Sympathy for FETÖ not same as membership: Supreme Court of Appeals
The Supreme Court of Appeals (Yargıtay) has ruled that being a sympathizer of the Fethullahist Terrorist Organization (FETÖ) does not amount to being a member of it, in a legal case in the southwestern province of Burdur.
According to the court, the fact that local agriculture official Hakan Özcan was sympathetic to FETÖ does not constitute sufficient evidence to arrest him over being a member of the group.
Özcan was sentenced to six years and three months in jail in August 2016 over being a member FETÖ, widely believed to have been behind the July 15, 2016 coup attempt, with the court citing several of his activities as evidence of “membership of an illegal group.”
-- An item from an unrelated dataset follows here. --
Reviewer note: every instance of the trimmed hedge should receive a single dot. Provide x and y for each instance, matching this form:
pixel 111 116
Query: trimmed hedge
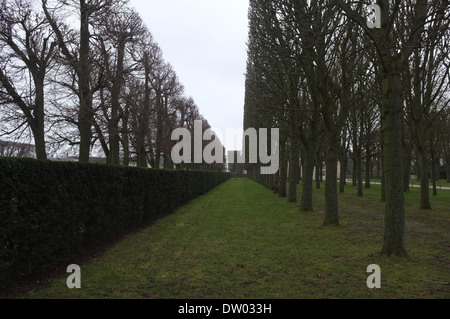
pixel 53 211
Phone calls he made in 2013 with a local leader of FETÖ, participation in meetings of Gülen sympathizers, subscription to daily newspaper Zaman, which was shut down over its links to FETÖ, and sending his daughter to shuttered school linked to FETÖ, were cited as evidence in his case.
After his conviction Özcan appealed to a regional court of justice, which rejected his appeal. He then applied to the Supreme Court of Appeals, whose 16th penal chamber reversed the previous ruling. The Supreme Court of Appeals’ ruling may set a precedent in other related cases in Turkey.
In its ruling, the court said that the organization of Gülen “initially emerged as a moral and educational movement and that the all the layers of the society perceived it as such.” The court also said Gülenists tried “to create the impression that the movement gets its legitimacy from religion in the civilian area and law in the public area.”
There is no evidence that Özcan knew about the ultimate aims of the group or was involved in the group’s hierarchical structure, the court also stated.
“Being a member of a group means forming an organic bond with it and taking part in its activities,” it added.
Upon the reversal of the conviction, Özcan was released from jail.